Pijul
April 11, 2016 5:57 AM   Subscribe

Pijul is distributed version control system that combines the patch theory based approach of Darcs with the snapshot-based approach of git, mercurial, etc. (NH)

It's written in Rust and structured as a library, avoiding several headaches from git.
posted by jeffburdges (42 comments total) 16 users marked this as a favorite
 
We've few posts on Rust so it's worth noting that the introduction to the Rustonomicon is amusing.
posted by jeffburdges at 5:58 AM on April 11, 2016 [1 favorite]


Oh first click:

Casual users be warned, the stuff you're about to read is not for the faint of heart

A few more posts like this take off and we'll be ready to propose the next subsite: math.metafilter.com
posted by sammyo at 6:42 AM on April 11, 2016 [2 favorites]


why is libgit2 the link for "headaches"? i have had recent headaches with git, but they had nothing to do with a particular library (i couldn't work out how to merge particular paths - seems like checkout can work with paths, but not merge. was i missing something or would the patch based approach have helped?)
posted by andrewcooke at 6:51 AM on April 11, 2016


why is libgit2 the link for "headaches"

Perhaps the headache is that separate library has to be maintained for this kind of easy integration?

In any case, this looks promising, and once it has binary support I'll be trying it out. Although I don't think anything can unseat git as the reigning king of the dvcs world.
posted by dis_integration at 6:56 AM on April 11, 2016 [1 favorite]


Darcs' badmerge example is my living dread. I work on a large codebase with ~10 coders actively committing on a 4 week release cycle. We use git and git flow and this brings a ton of sanity in comparison to what happened with SVN, but there's still a lot of committing to the same files. As an interview question, we actually describe what happened to us when one dev did a git revert on a merge from the develop branch*, and how you detect/avoid that issue--as far as we can tell, you don't, you're just fucked.

So you could say that we depend on merge conflicts to force human intervention and avoid automated fuckups, and I've always wondered how many times a successful merge is subverting intended functionality.

That said, Darcs has a problem where the superset of commits it's spawning grows exponentially, which is obviously unworkable in our case because our git history is already way too large--and our argument for switching to git was that our SVN history needed pruning.

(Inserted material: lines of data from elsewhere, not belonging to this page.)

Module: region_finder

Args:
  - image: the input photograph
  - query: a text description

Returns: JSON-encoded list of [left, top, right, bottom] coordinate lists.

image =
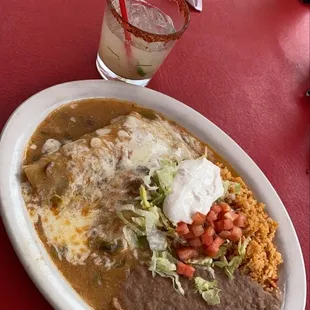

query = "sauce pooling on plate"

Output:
[[22, 99, 282, 310]]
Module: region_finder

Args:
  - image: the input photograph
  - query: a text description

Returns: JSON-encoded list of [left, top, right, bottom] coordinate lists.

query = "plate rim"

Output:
[[0, 80, 307, 310]]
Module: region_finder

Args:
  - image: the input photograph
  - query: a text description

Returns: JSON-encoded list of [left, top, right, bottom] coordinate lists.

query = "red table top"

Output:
[[0, 0, 310, 310]]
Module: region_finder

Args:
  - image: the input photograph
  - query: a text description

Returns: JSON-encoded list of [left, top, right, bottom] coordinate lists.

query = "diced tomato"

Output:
[[206, 210, 217, 223], [213, 237, 225, 248], [204, 226, 215, 236], [177, 247, 198, 262], [188, 238, 202, 248], [219, 230, 231, 239], [177, 262, 195, 278], [175, 222, 189, 236], [191, 225, 205, 237], [183, 231, 197, 240], [214, 220, 225, 233], [200, 233, 213, 246], [228, 226, 242, 242], [224, 211, 239, 221], [211, 203, 222, 214], [205, 243, 220, 258], [222, 219, 234, 230], [192, 212, 206, 225], [219, 202, 231, 213], [234, 213, 246, 227]]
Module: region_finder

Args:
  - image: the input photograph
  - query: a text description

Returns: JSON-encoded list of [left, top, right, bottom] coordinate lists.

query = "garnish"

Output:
[[194, 277, 221, 306], [108, 47, 120, 60], [137, 66, 146, 77]]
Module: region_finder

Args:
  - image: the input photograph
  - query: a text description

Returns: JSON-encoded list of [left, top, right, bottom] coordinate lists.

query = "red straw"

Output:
[[119, 0, 132, 59]]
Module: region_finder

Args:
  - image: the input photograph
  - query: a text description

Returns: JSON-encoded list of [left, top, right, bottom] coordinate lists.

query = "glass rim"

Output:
[[107, 0, 190, 43]]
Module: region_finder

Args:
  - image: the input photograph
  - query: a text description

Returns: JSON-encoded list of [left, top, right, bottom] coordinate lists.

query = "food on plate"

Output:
[[22, 99, 282, 310]]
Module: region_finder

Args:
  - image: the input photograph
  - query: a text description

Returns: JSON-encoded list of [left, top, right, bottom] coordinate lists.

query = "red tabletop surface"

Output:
[[0, 0, 310, 310]]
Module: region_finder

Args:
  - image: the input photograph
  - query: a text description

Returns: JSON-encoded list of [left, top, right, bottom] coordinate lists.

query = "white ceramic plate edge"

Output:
[[0, 80, 306, 310]]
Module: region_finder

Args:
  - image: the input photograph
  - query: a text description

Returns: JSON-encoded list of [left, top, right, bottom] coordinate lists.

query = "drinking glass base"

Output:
[[96, 54, 151, 86]]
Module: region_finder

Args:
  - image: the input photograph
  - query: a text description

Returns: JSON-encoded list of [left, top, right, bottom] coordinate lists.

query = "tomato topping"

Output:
[[188, 238, 202, 248], [205, 243, 220, 258], [214, 221, 225, 233], [234, 213, 246, 227], [183, 231, 196, 239], [223, 219, 234, 230], [219, 230, 231, 239], [192, 212, 206, 225], [224, 211, 239, 221], [204, 226, 215, 236], [177, 247, 198, 261], [213, 237, 225, 248], [175, 222, 189, 236], [200, 233, 213, 246], [228, 226, 242, 242], [206, 210, 217, 223], [191, 225, 205, 237], [177, 262, 195, 278], [211, 203, 222, 214], [219, 202, 231, 213]]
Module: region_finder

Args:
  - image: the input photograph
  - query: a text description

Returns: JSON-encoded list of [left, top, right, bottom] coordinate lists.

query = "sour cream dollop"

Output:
[[163, 158, 224, 224]]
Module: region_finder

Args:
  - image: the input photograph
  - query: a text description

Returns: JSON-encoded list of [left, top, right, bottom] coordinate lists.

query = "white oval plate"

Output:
[[0, 80, 306, 310]]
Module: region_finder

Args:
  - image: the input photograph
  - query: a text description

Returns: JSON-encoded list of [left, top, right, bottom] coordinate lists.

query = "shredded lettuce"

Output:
[[149, 251, 184, 295], [131, 216, 145, 227], [186, 257, 213, 267], [194, 277, 221, 306], [123, 225, 139, 250], [117, 205, 167, 251], [214, 238, 251, 280]]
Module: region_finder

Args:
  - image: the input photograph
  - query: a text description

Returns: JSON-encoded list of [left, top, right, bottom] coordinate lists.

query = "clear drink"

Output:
[[97, 0, 189, 86]]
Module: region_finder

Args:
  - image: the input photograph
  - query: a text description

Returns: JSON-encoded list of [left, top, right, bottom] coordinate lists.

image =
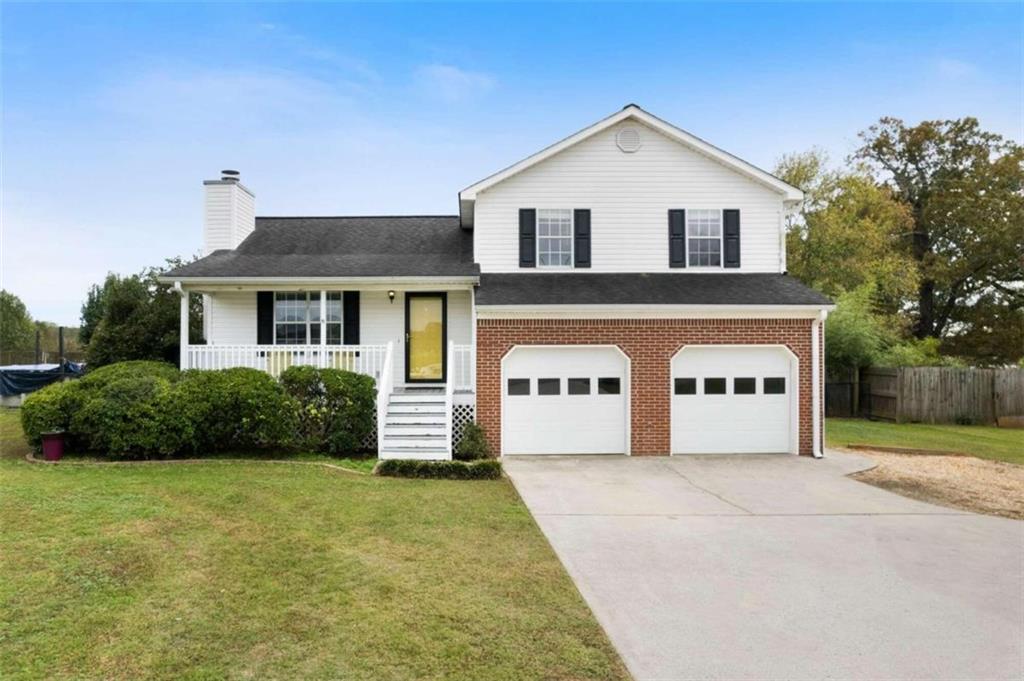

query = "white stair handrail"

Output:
[[377, 341, 394, 457], [444, 340, 455, 459]]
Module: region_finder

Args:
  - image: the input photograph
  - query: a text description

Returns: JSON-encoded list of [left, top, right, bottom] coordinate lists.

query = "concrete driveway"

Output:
[[505, 453, 1024, 680]]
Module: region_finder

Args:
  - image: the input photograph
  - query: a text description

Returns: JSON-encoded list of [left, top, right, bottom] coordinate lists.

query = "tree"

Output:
[[78, 273, 117, 345], [775, 151, 916, 312], [0, 290, 36, 352], [855, 118, 1024, 350], [82, 259, 203, 367]]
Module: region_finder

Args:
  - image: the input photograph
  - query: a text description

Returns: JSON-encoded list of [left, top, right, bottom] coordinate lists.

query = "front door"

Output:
[[406, 293, 447, 383]]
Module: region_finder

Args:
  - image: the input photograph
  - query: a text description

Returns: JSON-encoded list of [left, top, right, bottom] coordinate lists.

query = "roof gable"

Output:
[[459, 104, 804, 224]]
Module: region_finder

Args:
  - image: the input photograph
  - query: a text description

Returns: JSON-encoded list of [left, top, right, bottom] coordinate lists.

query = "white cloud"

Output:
[[416, 63, 495, 101]]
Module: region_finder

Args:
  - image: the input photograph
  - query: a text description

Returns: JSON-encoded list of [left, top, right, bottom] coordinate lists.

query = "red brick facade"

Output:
[[476, 320, 824, 456]]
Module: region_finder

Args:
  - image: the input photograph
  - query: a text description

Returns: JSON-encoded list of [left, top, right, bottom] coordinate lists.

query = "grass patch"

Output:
[[0, 413, 627, 680], [825, 419, 1024, 464]]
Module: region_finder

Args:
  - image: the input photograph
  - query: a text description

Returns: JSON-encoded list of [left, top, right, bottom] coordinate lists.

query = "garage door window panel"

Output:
[[508, 378, 529, 396], [673, 378, 697, 395], [705, 378, 725, 395], [567, 378, 590, 395], [732, 378, 758, 395], [537, 378, 561, 395]]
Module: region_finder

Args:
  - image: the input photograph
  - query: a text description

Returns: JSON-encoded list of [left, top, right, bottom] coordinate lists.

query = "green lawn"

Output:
[[825, 419, 1024, 464], [0, 412, 627, 680]]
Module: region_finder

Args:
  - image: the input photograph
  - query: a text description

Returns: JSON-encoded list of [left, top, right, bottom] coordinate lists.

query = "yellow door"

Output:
[[406, 293, 445, 381]]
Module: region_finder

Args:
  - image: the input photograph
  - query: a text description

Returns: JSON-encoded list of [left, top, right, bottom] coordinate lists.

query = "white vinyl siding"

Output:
[[207, 291, 473, 385], [203, 182, 256, 255], [473, 121, 783, 272], [206, 291, 256, 345]]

Rust is on my short list of technologies to learn because it's cool and genuinely new, and source control is getting to be a very advanced problem where we're into, like, third or fourth generation issues. Might be interesting to analyze Pijul in terms of high-volume use by a large team on a large codebase.

* In git, revert creates an anti-commit negating the reverted commit; reverting a merge creates a commit that reverts all the commits of one of the branches, back to the last common ancestor of both. When smarthead merged from develop into his feature branch and then reverted it in his branch's favour, he created a commit undoing a month of commits to the develop branch. Weeks later when he merged his branch back to develop, he removed a month of work from two months ago, without error or warning. It just disappeared from the code which went back to its previous working state.
posted by fatbird at 6:57 AM on April 11, 2016 [9 favorites]


Noooo! I've just learned git in the last two years, can't I use the same technology for at least five years before having to switch to something else?
posted by octothorpe at 7:02 AM on April 11, 2016 [3 favorites]


have you tried using react node dockers to patch your multi-tips? sometimes that helps in switching.
posted by indubitable at 7:06 AM on April 11, 2016 [11 favorites]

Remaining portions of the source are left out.